Dans les coulisses, le concours enregistre aussi des défections au sein du jury. Le compositeur français Omar Harfouch annonce son départ en accusant le concours d’être truqué et en dénonçant un “vote secret et illégitime” qui se serait déroulé sans le véritable jury, a-t-il écrit sur Instagram, selon La Nouvelle République, accusation vigoureusement niée par l’organisation. L’ex footballeur Claude Makélélé explique de son coté quitter le jury pour “des raisons personnelles imprévues”, a-t-il indiqué sur les réseaux sociaux, cité par La Nouvelle République. Sur scène, Miss Grande Bretagne Danielle Latimer chute violemment pendant le défilé des costumes nationaux, et Miss Jamaïque Gabrielle Henry est hospitalisée après avoir plongé accidentellement hors de la scène lors d’un défilé en robe de soirée. Dans ce climat de chaos, jusqu’aux annonces officielles, comme la prochaine édition prévue en 2026 à Porto Rico, passent presque au second plan.

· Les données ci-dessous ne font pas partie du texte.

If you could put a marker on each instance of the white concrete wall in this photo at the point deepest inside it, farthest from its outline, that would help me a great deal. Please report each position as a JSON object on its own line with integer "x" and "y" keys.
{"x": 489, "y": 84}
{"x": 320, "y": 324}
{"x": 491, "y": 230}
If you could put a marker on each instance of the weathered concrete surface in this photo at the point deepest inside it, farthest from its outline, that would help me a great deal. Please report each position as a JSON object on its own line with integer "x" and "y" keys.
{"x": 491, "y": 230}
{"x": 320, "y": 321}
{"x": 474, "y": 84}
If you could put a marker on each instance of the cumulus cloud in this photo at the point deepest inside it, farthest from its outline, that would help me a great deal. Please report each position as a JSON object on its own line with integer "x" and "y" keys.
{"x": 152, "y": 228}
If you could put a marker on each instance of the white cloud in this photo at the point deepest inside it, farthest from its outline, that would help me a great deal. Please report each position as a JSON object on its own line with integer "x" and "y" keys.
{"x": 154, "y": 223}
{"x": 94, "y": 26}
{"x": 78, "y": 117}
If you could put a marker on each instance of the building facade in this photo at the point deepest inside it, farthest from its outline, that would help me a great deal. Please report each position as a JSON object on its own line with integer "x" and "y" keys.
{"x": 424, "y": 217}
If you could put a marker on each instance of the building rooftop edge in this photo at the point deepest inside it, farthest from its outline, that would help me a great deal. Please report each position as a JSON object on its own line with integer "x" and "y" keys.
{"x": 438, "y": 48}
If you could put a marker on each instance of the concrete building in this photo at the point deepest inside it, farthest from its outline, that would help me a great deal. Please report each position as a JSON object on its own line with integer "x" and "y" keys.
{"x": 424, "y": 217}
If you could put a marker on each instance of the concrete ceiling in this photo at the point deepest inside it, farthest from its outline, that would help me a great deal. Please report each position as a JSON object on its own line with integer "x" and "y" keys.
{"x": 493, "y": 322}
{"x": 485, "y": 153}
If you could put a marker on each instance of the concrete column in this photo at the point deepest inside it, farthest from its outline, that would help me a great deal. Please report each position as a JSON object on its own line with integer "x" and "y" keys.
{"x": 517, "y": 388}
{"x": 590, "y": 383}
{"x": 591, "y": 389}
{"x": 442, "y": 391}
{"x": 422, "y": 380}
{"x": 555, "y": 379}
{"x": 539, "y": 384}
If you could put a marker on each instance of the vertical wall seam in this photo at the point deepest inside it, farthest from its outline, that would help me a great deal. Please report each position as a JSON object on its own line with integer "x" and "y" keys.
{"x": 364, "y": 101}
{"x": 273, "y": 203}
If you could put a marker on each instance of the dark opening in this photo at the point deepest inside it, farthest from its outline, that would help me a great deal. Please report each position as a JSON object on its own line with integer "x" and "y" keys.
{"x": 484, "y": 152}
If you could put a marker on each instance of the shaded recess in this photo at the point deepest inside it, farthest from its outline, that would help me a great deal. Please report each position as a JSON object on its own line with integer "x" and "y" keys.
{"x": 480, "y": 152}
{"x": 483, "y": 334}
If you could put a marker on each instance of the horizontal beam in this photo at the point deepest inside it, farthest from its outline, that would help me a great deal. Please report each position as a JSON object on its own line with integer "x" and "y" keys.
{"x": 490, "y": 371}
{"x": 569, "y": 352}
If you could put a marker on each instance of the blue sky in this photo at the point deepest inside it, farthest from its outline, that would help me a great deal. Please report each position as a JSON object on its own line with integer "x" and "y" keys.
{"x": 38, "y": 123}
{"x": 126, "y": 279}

Résultat: à l’annonce de la victoire de Miss Mexique, une partie des internautes salue une “justice symbolique” pour une candidate érigée en figure de femmes “fortes” et indépendantes, d’autres voient dans ce sacre la conséquence d’un concours fragilisé qui chercherait à redorer son image après une série de scandales, voire évoquent un résultat biaisé en rappelant les accusations de concours truqué. Entre la performance de scène de Fatima Bosch, la solidarité qu’elle a suscitée et le contexte explosif de cette édition, le débat sur le caractère mérité ou non de sa couronne continue de faire réagir, y compris en France où le parcours d’Ève Gilles et d’Ophély Mézino est scruté à l’aune de cette Miss Univers 2025 pas comme les autres.